To confirm that TAE binding was required in vivo for the
dn-raf effect, HSCs were cotransfected with the
pdel1.3-0.4/1.6 reporter and double-stranded TAE in a competition
assay (Fig. 3B). When 1 or 2 µg of TAE was used,
the dn-raf effect was abolished. A lesser blocking effect was
seen with 0.5 µg of TAE (data not shown). To control for
nonspecific binding, two mutants of TAE were used. These mutants (A and
B) contain codon substitution in the wild type TAE that eliminate
TAE-DNA binding in vitro (see below). When either TAEmut ((A)
or (B)) was substituted for wild type TAE, the dn-raf stimulatory effect on colCAT expression was preserved. TAEmut(A)
partially suppressed the dn-raf effect but it was much less
effective than wild type TAE. This suggests that TAEmut(A) retains some
binding activity in vivo that is eliminated in TAEmut(B). The
more stringent conditions of the in vitro gel retardation
assay (see below), however, suggest that the majority of TAE binding is
lost in TAEmut(A). These results collectively demonstrate that TAE
binding is required for dn-raf stimulation of colCAT
expression, and this involves the -1628 to -1615 bp domain.
Figure 3:
Mapping of the dominant negative raf response region. A, dominant negative raf-induced stimulation requires the -1.7 to -1.3
kb upstream region of the 5`-UTR. HSCs were cotransfected with colCAT
reporter plasmids as described in Fig. 2. The
pdel1.3-0.4/1.6 plasmid contained the -0.4/1.6 plasmid
ligated to the -1.7 to -1.3 kb region of the 5`-UTR. The
-3.6siteTAE/1.6 plasmid contained the mutated TAE region
(depicted as a hatched oval) (mTAE(A)) in situ, as in Fig. 2. The relative amount of colCAT expression is displayed on
the right (, pMNC;
, dn-raf). B,
dominant negative raf-induced stimulation is blocked by excess
TAE. HSCs were cotransfected with dominant negative raf and
the pdel1.3-0.4/1.6 plasmid ± 1 or 2 µg of
double-stranded TAE and maintained in serum-containing media for 48 h
prior to CAT analysis, as described
previously(22, 23) . Data are expressed (mean ±
standard deviation; n = 3) in terms of the amount of
dominant negative raf stimulation. An arbitrary value =
1.0 with transfection with wild type TAE is equivalent to no effect
with the dominant negative raf plasmid. Parallel
cotransfections utilized 1 or 2 µg of mutated TAE(A) or TAE(B).
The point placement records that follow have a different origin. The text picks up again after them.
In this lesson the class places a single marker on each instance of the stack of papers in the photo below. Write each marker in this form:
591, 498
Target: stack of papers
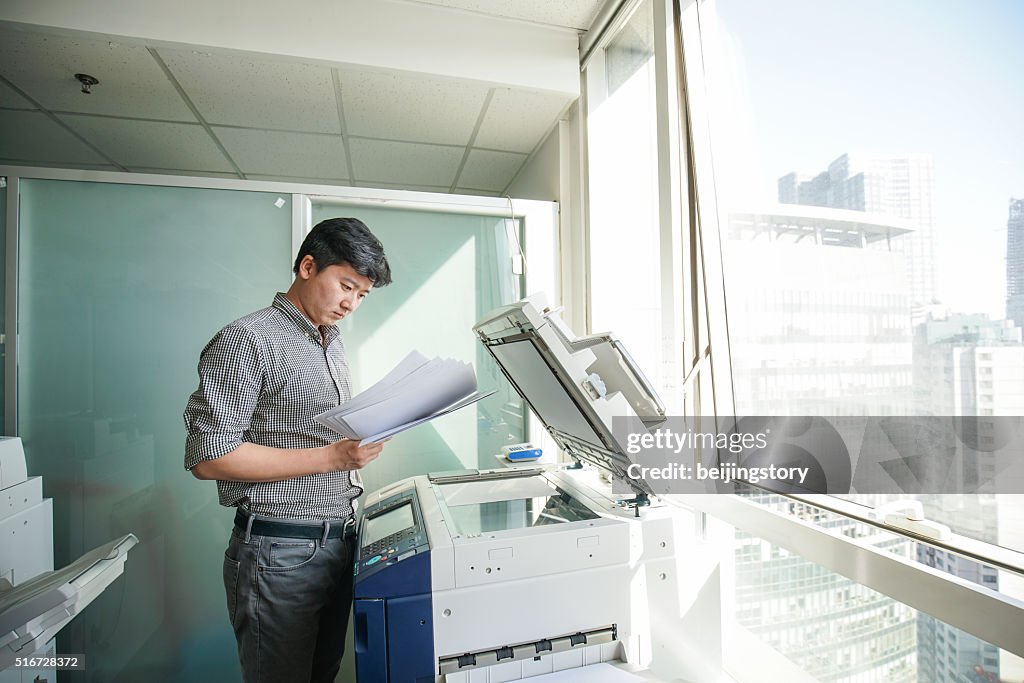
417, 390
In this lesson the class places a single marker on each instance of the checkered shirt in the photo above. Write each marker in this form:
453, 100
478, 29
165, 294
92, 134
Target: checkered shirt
262, 379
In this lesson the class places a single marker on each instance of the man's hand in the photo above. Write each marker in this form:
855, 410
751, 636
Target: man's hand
348, 455
251, 462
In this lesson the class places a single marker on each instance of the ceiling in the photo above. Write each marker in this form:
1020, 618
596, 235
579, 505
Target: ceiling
195, 111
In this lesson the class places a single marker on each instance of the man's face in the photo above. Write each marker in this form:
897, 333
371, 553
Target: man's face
330, 294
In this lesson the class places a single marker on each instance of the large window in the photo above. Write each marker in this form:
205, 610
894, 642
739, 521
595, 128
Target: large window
873, 264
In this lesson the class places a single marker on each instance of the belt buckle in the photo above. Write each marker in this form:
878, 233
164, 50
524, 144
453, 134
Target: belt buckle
349, 528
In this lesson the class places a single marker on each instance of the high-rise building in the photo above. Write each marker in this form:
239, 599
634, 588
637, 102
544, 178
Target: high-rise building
1015, 262
822, 325
887, 184
821, 329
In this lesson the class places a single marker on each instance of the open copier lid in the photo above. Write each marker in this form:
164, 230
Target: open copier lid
574, 385
32, 612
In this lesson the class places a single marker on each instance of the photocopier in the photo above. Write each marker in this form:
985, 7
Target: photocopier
486, 575
37, 601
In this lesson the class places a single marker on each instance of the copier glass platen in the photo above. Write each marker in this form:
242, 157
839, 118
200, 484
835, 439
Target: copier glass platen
517, 572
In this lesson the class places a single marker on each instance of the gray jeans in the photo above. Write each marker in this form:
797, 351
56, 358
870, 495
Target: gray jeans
289, 600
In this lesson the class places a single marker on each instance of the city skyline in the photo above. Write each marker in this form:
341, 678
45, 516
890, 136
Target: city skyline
812, 88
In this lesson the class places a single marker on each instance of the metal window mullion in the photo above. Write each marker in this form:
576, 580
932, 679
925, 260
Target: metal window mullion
993, 617
10, 307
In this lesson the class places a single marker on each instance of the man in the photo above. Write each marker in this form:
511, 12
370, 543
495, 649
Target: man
288, 568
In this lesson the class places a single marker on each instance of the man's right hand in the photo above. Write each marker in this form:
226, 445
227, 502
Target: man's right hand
348, 455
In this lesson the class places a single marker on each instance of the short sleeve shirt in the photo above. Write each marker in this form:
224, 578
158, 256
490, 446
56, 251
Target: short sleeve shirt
262, 379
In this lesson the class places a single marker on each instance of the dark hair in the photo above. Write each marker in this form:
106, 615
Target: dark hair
338, 241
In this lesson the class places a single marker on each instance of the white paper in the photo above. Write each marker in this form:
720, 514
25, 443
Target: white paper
595, 673
415, 391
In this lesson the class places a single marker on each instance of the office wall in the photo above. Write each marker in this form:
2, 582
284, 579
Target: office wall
120, 287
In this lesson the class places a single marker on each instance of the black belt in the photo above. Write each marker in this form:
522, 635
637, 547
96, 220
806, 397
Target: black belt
338, 529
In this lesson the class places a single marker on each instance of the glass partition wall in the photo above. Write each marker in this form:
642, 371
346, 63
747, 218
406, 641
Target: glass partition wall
120, 285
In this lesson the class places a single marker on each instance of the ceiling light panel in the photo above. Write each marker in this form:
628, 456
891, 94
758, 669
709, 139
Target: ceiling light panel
411, 108
517, 120
239, 90
131, 83
152, 143
282, 154
34, 137
577, 14
404, 163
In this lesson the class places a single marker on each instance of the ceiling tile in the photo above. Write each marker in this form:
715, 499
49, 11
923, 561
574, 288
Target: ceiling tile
416, 109
489, 170
34, 137
239, 90
9, 98
419, 188
478, 193
302, 180
570, 13
178, 171
404, 163
151, 143
517, 120
131, 84
281, 154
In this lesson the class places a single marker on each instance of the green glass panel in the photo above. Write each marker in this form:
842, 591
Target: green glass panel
120, 287
449, 270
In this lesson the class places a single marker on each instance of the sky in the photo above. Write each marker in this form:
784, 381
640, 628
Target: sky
820, 78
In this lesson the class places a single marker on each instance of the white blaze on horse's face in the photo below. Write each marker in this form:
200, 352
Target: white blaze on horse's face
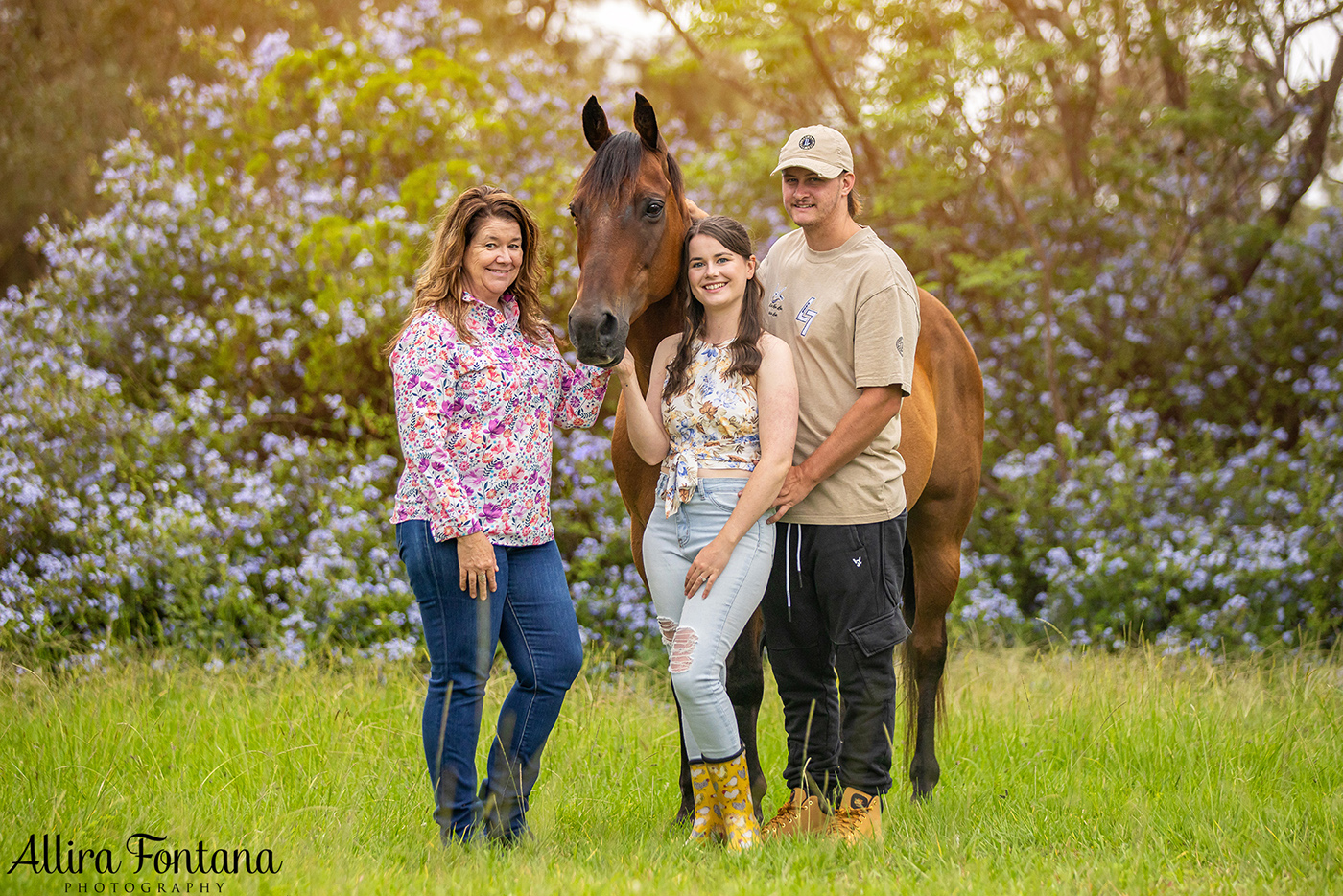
627, 210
Similar results were obtained when the -3.6/1.6 plasmid was used
(data not shown).
, TAE;
, mTAE(A); &cjs2117;,
mTAE(B).
Figure 4: Stellate cells bind the TAE. A, gel retardation assays demonstrate selective binding to the TAE oligonucleotide. Nuclear extracts (10 µg/lane) from HSCs were incubated with radiolabeled double-stranded TAE and electrophoresed on a native 6% polyacrylamide gel. Competition binding assays were performed with varying amounts of unlabeled TAE or unlabeled mutated TAE(A) or TAE(B), as indicated. The arrow on the left indicates the specific binding of TAE. B, activated stellate cells contain a 60-kDa protein binding activity for the TAE. Nuclear extracts (50 µg) from either culture-activated (C) HSCs or quiescent HSCs (Q) obtained directly from normal rats or rats given carbon tetrachloride 48 or 72 h prior to sacrifice were resolved by SDS-PAGE, transblotted, and probed with radiolabeled double-stranded TAE, using Southwestern blotting techniques. A single 60-kDa protein (p60) was detected in the lanes containing in vitro or in vivo activated stellate cell extracts but not in the quiescent cell extract. Molecular size markers are shown on the left of the gel.
Since the TAE binding domain is dissimilar to known transcription factor binding domains, p60 may represent a novel transcription factor. Future studies will need to characterize this protein further.